Heiken Ashi Indicator
The Heiken Ashi Indicator is particularly used to ride a trend for a long time and to exit the market when the trends become weak.
Description
The Japanese candlestick, one of the 3 charting systems used in forex, is the most common and preferred chart for technical analysis. The candlestick shows the open, high, low and close of each bar, and also indicates if the candle is bullish or bearish. Despite the fact that this chart is the most preferred, it is prone to numerous false signals due to a lot of noises in the market. The difficulty encountered using Japanese candlestick is corrected using the Heiken Ashi Indicator.
Foundation
The Heiken Ashi Indicator is a type of Japanese candlestick that takes the average of the 2 periods, thus making it smoother than the ordinary candlestick.
The diagrams below show the EUR/USD H4 of 2 different charts:
From the 2 diagrams above, the ordinary Japanese candlestick charts frequently change from red to green, which can make them difficult to elucidate.
Conversely, candles on the Heiken Ashi chart display more uniform colored candles, staying red in a downtrend and green in an uptrend.
Since the Indicator helps smooth out charts and filter out market noises, it is easier to spot a trend and trend reversals.

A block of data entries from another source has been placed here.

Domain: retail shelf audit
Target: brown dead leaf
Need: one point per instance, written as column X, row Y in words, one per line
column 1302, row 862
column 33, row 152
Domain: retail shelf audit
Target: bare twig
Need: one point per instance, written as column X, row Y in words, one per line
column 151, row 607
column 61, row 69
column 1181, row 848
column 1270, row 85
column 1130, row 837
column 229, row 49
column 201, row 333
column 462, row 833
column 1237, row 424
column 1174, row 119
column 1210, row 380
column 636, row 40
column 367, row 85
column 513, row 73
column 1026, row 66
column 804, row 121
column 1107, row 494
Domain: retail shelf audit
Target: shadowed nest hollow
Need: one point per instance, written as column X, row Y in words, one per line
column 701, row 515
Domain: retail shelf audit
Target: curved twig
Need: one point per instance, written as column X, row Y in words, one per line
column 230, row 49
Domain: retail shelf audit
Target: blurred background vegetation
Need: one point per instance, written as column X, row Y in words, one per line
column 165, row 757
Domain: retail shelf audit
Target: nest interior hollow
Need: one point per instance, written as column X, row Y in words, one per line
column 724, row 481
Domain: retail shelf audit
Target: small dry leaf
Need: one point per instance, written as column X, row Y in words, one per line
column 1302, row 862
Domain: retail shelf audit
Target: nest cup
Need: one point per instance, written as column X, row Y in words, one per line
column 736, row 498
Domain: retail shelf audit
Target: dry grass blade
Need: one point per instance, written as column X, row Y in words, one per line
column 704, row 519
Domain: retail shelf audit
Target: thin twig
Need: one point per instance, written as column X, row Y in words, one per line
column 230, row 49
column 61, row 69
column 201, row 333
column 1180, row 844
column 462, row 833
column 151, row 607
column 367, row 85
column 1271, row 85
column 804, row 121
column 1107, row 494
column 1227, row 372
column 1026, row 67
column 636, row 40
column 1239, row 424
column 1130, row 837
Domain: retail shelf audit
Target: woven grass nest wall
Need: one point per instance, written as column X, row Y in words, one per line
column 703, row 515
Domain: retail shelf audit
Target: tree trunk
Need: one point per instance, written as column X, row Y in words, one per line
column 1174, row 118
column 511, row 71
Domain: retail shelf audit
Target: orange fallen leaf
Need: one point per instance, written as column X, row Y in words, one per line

Spotting a trend and a trend reversal with this indicator helps traders to determine whether to hold a position or exit the market.
The Heiken Ashi Indicator is particularly used to ride a trend for a long time and to exit the market when the trends become weak.
How to Use The Heiken Ashi Indicator
The Heiken Ashi Indicator is used by technical traders to identify trends.
The red candles of a Heiken Ashi Indicator means the trend is a downtrend. On the other hand, green candles means the trend is an uptrend as indicated in the diagram below.
Also, the wick of the Indicator candles can be used to identify the trend strength.
Bull candles with no lower wick in an uptrend signify the uptrend is strong.
Furthermore, bear candles with no upper wick in a downtrend signify the downtrend is strong.
When the Heiken Ashi Indicator candle changes from green to red, it is a signal that a downtrend is forming; long trades should be closed while short trades can be opened.
Consequently, when the Indicator candle changes from red to green, it is a signal that an uptrend is forming; short trades should be closed and long trades are recommended.
The Heiken Ashi Indicator candles can also be used just like the ordinary Japanese candlesticks to stop reversal signals such as doji, spinning top, etc.
Conclusion
Heiken Ashi Indicator is most suitable for spotting and riding a trend for long. Because of this, the indicator is best suited for trend traders.
In addition, this indicator reduces false trading signals in a sideways or choppy market and thus helps traders to avoid entering the market during this condition.
These indicator candles take longer time to respond, and thus, it is not suitable for scalpers and intraday traders.
The indicator is best used for swing trading and position trading to ride the trend for a long period.